Gli altri tre risero.
— Perchè ridono? — domandò Stacchi.
— Perchè lo dite a lui — rispose la Valenti accennando Steno.
— Ma no, non lo dico per le sue! Dico in generale! Io, dove non c'è la musica, mi secco e ci capisco poco. Bisogna far fatica, pensare, sapere, riflettere, star attenti! La musica invece non esige attenzione; si sta là sdraiati e comodi... e fron fron gli è un piacere del gobbo! Si può anche dormire senza perdere il filo, va bene?
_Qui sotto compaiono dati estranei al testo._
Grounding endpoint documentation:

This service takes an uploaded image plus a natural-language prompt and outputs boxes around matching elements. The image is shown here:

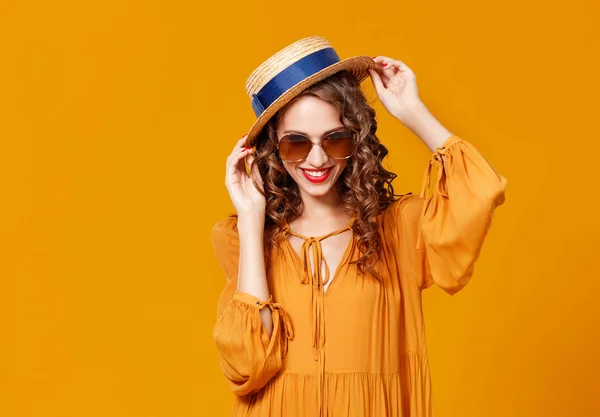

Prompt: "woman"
[211,37,506,417]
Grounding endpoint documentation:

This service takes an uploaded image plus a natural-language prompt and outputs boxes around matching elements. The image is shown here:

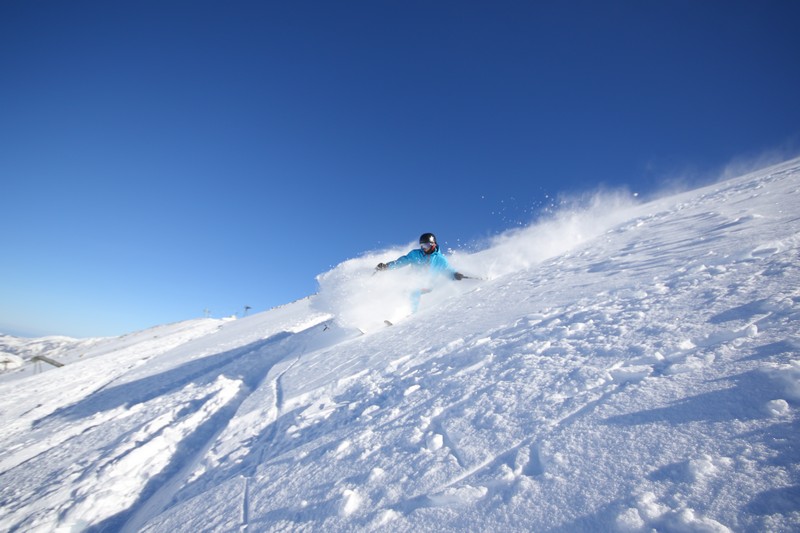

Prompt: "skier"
[375,233,465,312]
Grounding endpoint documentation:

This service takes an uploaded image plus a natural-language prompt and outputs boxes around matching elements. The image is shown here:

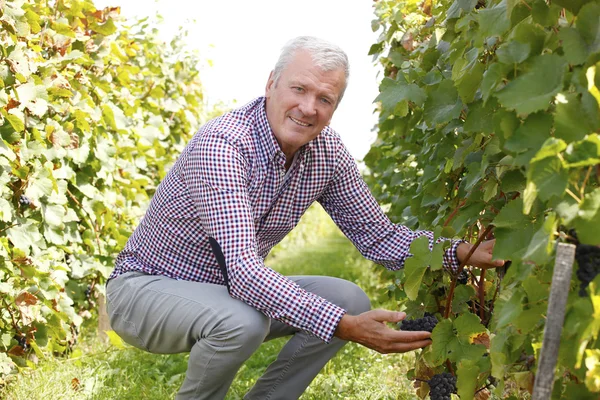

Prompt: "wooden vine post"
[531,243,575,400]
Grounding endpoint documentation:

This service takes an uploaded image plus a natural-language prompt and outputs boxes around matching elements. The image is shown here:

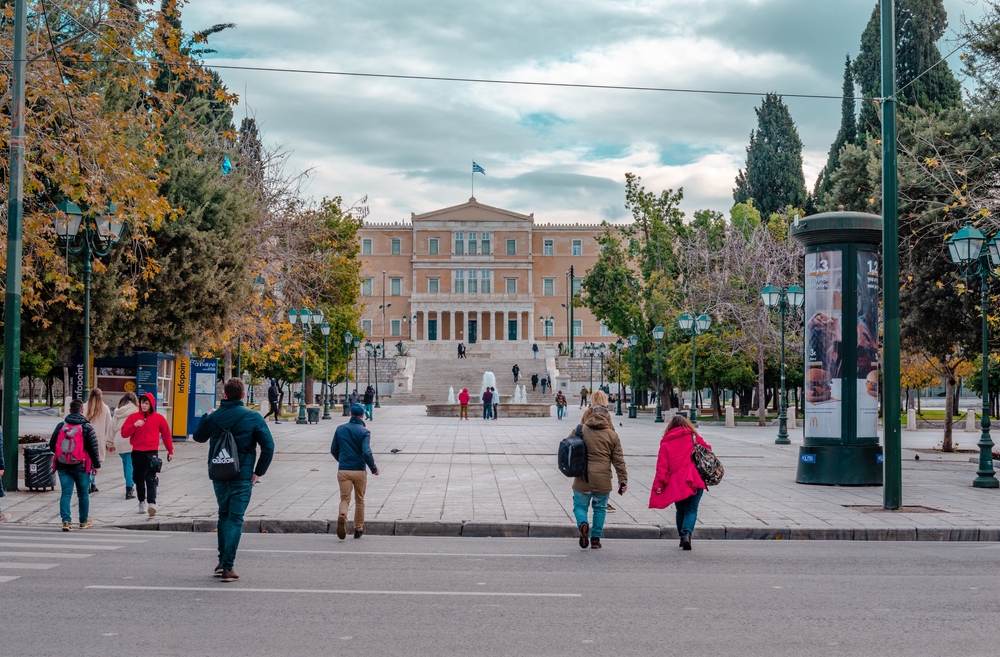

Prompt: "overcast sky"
[183,0,982,222]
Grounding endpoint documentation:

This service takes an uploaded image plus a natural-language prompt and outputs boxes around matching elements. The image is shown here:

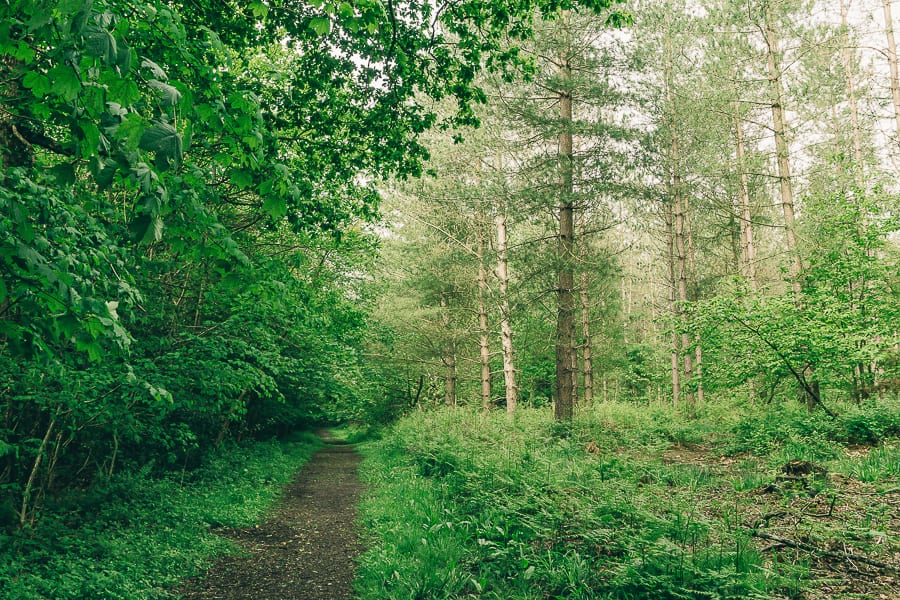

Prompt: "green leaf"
[309,17,331,35]
[128,214,163,244]
[231,169,253,188]
[22,71,53,98]
[138,122,182,170]
[47,65,81,102]
[250,2,269,19]
[263,196,287,219]
[84,24,119,64]
[141,58,168,80]
[147,79,181,106]
[50,163,75,186]
[116,113,144,151]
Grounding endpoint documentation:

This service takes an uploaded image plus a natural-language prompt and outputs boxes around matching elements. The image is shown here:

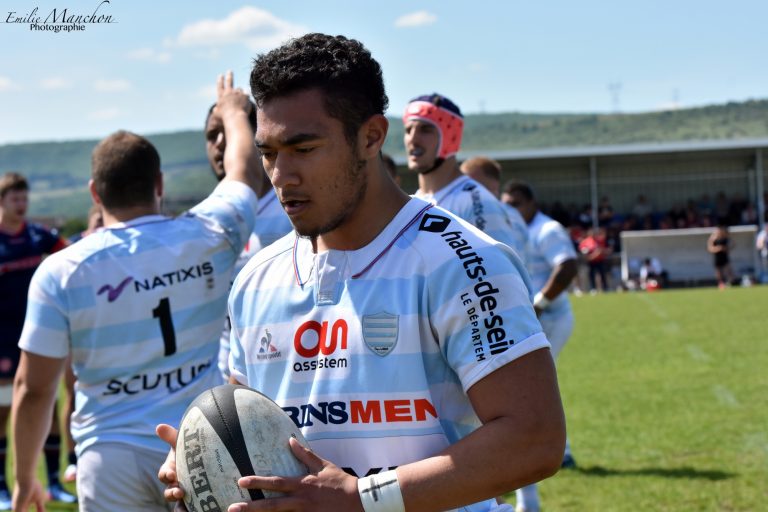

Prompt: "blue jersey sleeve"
[428,231,549,390]
[189,181,258,254]
[19,259,69,358]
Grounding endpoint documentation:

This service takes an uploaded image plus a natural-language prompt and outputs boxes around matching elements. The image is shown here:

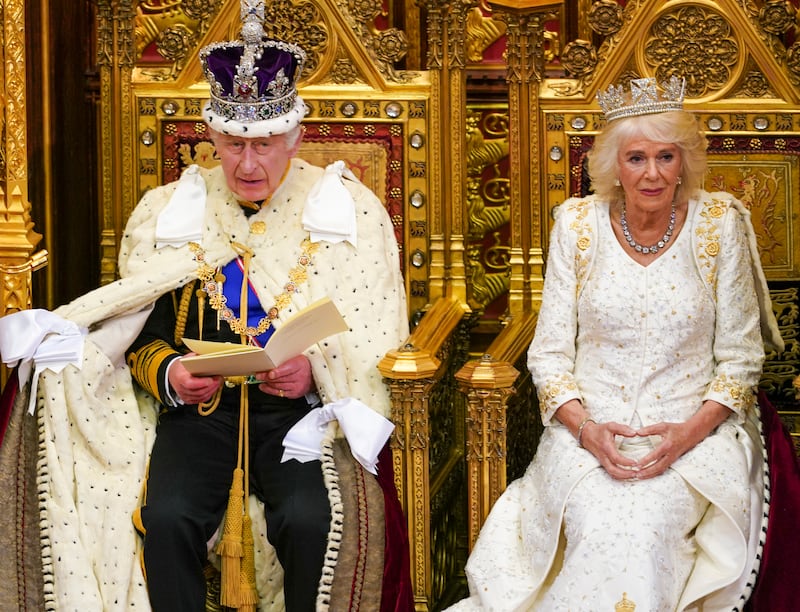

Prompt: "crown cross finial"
[200,0,306,137]
[597,75,686,121]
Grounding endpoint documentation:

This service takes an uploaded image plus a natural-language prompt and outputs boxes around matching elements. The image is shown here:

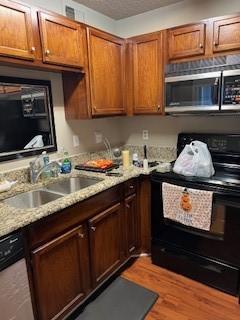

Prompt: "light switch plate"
[142,130,149,140]
[73,136,79,148]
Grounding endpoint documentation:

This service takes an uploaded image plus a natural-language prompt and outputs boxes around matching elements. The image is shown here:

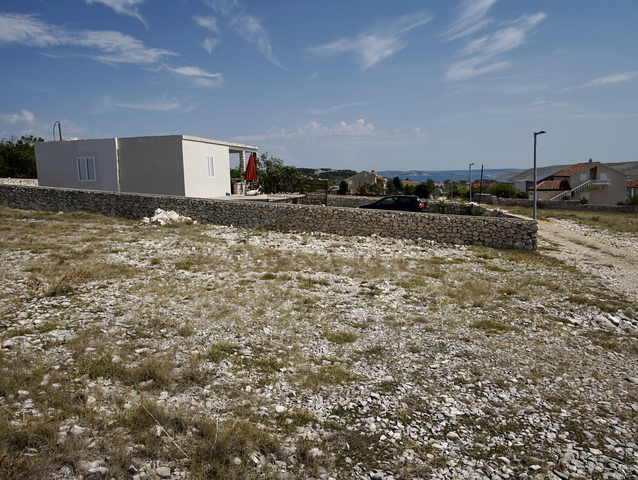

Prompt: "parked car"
[357,195,425,212]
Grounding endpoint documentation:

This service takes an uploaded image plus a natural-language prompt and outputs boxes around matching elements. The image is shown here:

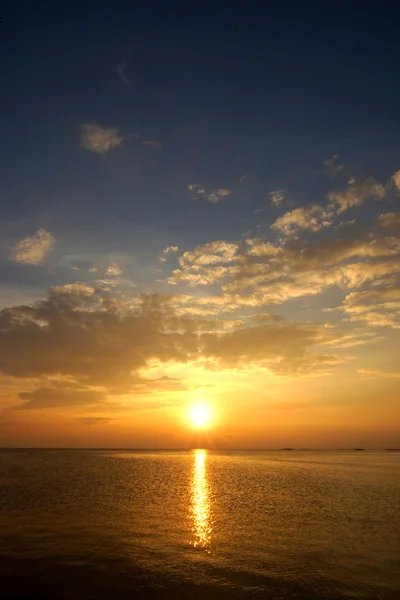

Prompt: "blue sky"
[0,1,400,445]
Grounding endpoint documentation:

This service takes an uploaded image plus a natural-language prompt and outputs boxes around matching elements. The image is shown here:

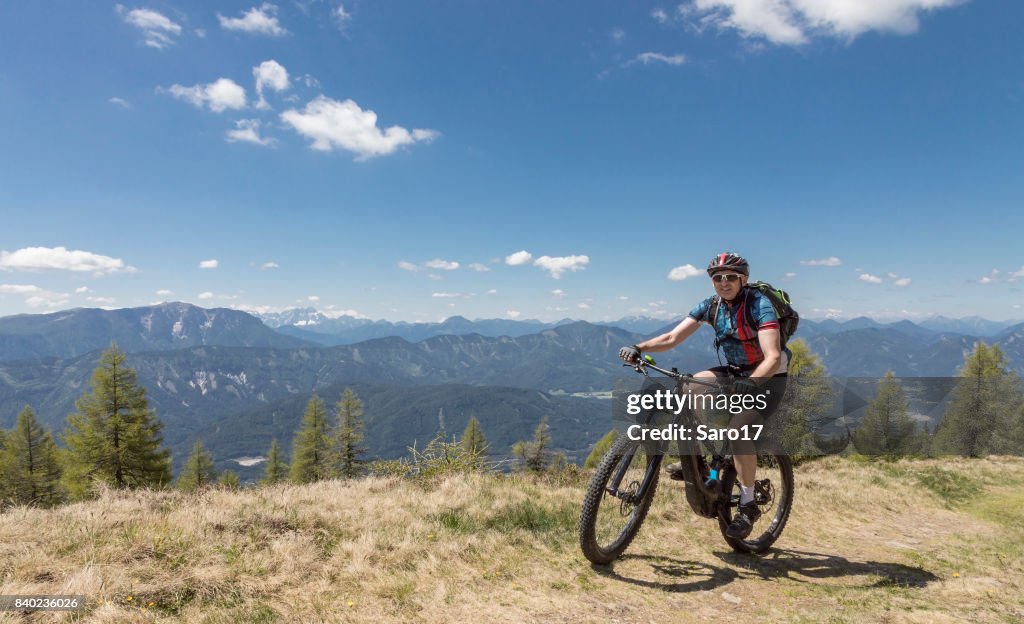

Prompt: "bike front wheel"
[718,452,793,553]
[579,435,662,565]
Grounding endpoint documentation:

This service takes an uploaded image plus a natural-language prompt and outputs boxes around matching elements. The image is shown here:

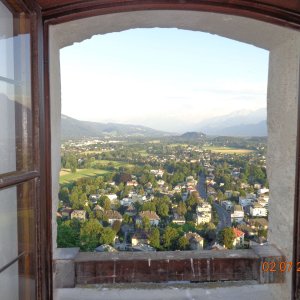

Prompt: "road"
[213,203,231,233]
[197,174,207,200]
[197,174,231,233]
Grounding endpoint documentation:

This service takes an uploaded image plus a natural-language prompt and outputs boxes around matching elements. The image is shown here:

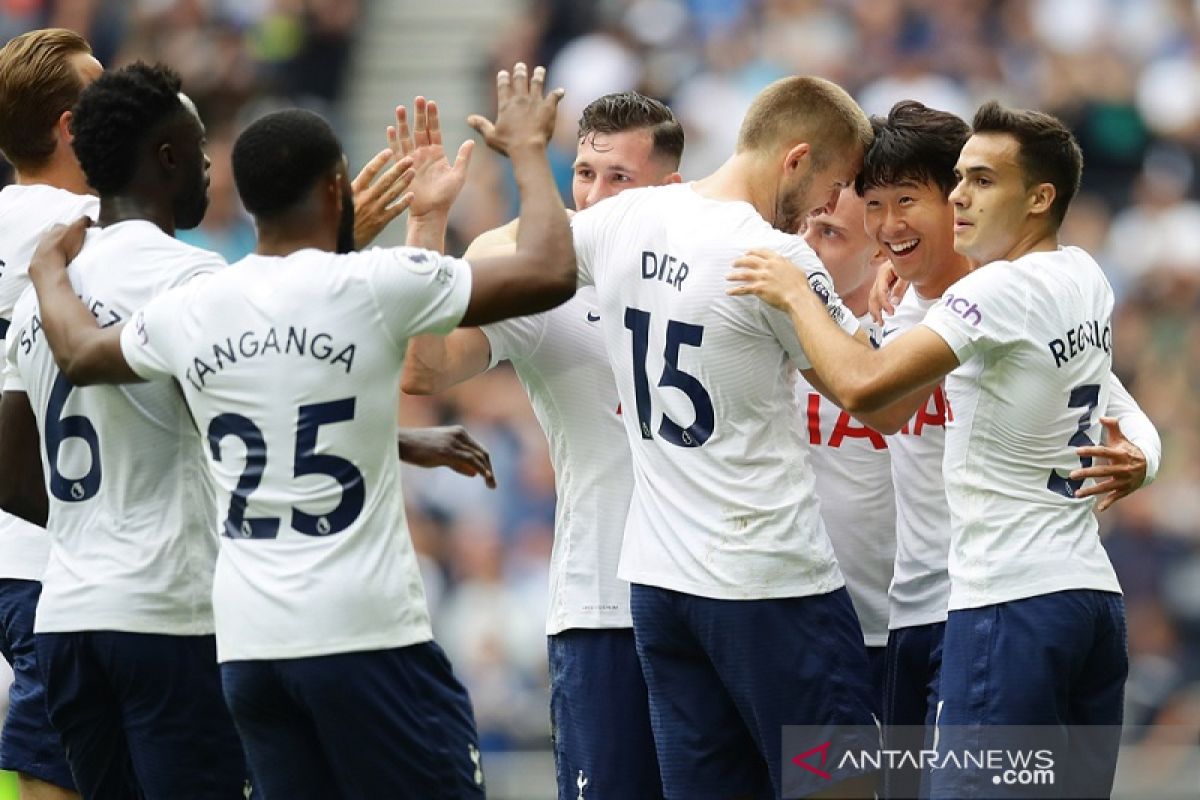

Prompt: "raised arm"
[29,217,142,386]
[461,64,576,326]
[1070,375,1163,511]
[727,251,959,417]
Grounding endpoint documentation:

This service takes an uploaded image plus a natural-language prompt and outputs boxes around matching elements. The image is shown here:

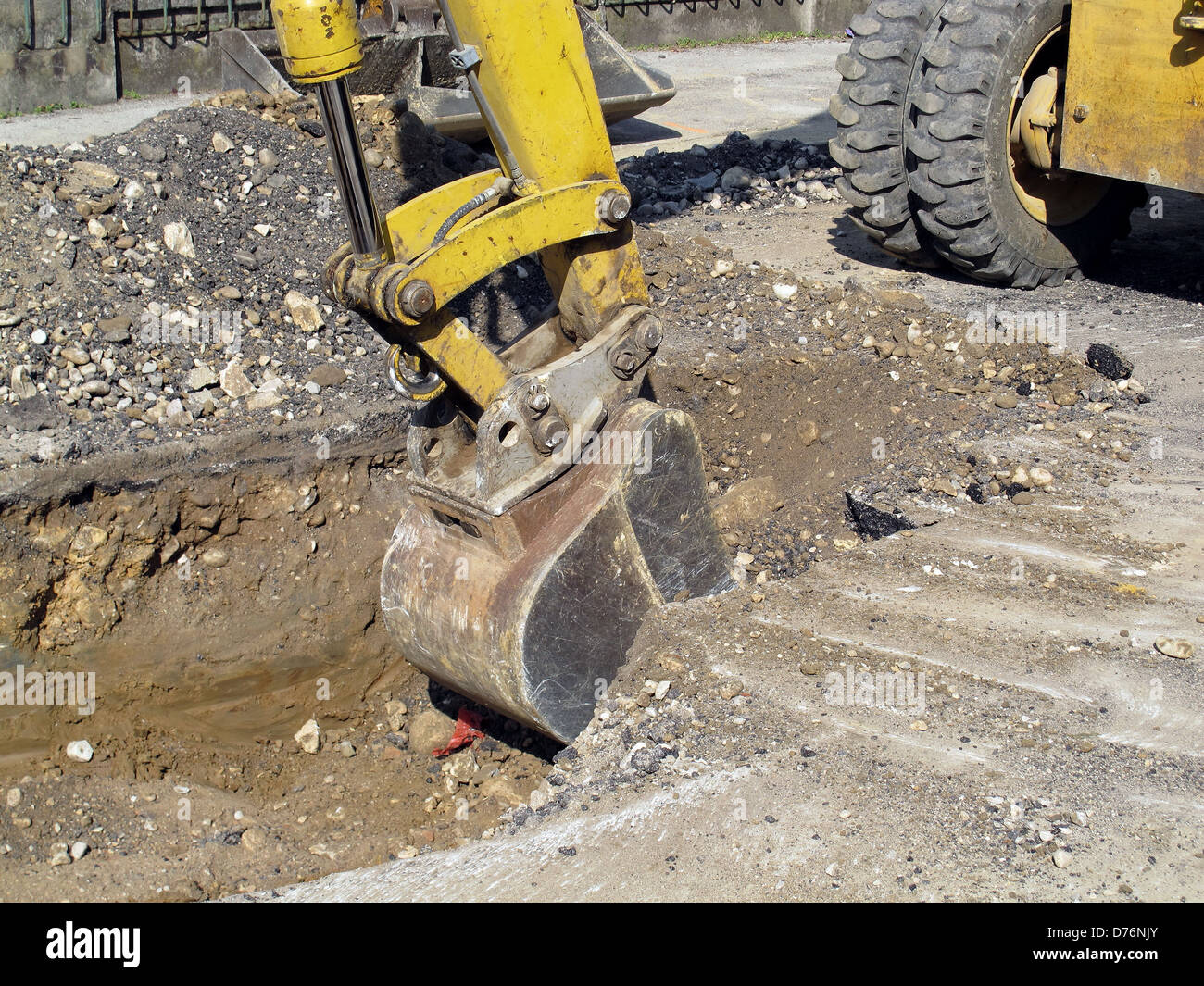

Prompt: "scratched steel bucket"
[381,400,734,742]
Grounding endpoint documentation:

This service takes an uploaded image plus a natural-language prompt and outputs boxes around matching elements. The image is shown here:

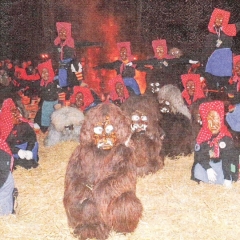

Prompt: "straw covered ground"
[0,134,240,240]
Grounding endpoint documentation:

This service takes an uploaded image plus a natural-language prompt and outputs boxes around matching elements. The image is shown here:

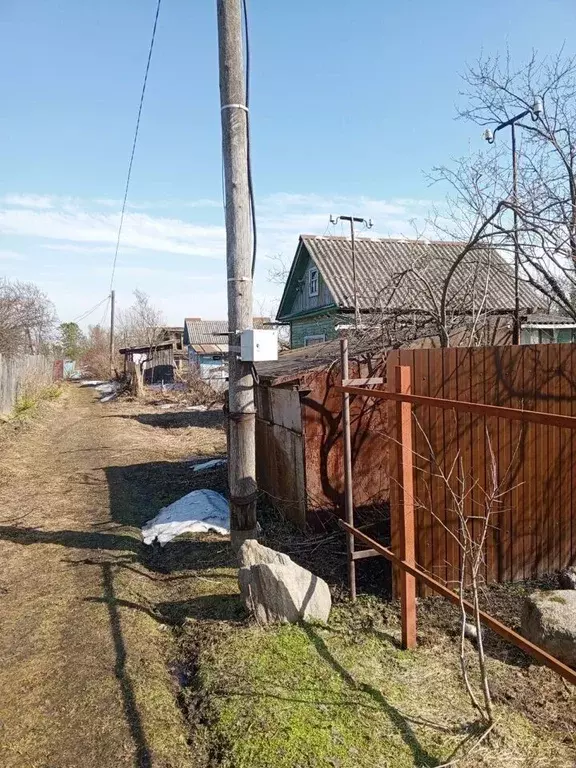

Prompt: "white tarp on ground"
[142,488,230,546]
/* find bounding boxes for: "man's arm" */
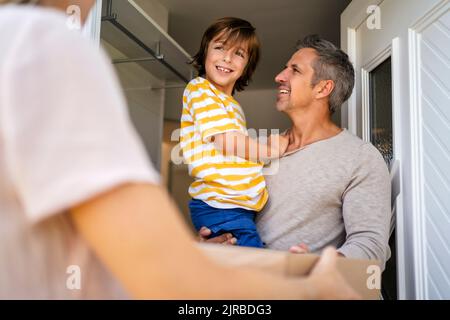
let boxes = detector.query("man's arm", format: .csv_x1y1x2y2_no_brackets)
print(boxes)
71,184,357,299
338,144,392,268
211,131,289,162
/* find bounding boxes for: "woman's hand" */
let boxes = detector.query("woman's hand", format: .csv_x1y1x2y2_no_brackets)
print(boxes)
289,243,310,254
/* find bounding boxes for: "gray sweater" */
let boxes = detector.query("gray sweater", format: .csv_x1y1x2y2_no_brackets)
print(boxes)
257,130,391,268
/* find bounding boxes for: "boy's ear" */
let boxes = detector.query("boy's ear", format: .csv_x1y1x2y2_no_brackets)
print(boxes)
315,80,335,99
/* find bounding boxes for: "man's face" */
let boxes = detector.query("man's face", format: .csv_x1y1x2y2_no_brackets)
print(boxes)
275,48,317,112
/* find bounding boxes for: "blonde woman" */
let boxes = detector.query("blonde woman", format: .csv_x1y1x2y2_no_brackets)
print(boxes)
0,0,356,299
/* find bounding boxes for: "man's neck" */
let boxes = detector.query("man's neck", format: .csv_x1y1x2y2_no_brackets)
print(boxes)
287,104,342,152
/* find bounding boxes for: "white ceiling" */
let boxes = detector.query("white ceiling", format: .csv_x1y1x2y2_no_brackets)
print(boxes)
160,0,351,89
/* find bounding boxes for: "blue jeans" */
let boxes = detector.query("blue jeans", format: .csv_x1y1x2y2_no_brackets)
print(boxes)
189,199,264,248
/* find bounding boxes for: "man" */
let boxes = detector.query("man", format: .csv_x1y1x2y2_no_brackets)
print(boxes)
0,0,357,299
201,36,391,267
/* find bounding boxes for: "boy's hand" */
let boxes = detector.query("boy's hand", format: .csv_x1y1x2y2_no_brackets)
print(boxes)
198,227,237,245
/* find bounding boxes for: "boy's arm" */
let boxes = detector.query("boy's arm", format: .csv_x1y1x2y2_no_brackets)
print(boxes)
71,184,357,299
211,131,289,162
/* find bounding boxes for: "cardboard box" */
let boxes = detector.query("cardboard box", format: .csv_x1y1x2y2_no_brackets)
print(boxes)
199,243,381,300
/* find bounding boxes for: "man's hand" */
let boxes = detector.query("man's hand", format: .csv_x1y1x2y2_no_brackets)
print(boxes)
309,248,361,300
198,227,237,245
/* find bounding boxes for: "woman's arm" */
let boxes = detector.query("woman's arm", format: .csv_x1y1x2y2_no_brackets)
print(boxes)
71,184,357,299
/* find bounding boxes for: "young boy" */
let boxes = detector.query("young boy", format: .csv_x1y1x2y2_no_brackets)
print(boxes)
181,18,288,247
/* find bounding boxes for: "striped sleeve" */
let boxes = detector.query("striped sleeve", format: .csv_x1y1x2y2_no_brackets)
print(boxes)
187,84,241,142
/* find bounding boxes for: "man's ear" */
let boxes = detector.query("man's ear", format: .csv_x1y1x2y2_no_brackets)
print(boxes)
316,80,334,99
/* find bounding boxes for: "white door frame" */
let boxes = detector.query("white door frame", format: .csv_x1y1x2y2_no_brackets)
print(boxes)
82,0,102,45
341,0,406,299
341,0,450,299
408,0,450,299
— Va benissimo! — risposero gli astanti.
— Dunque accadeva, che delle volte alle tue produzioni io mi addormentassi, e allora essa mi dava dell'imbecille.
— Certo è — disse la Valenti — che dormire in presenza d'una signora non è cosa bella.
— Ma io non dormivo per lei! Se fossimo stati soli, in casa sua, io e lei, non avrei dormito certo, va bene?
La campanella li chiamò a colazione.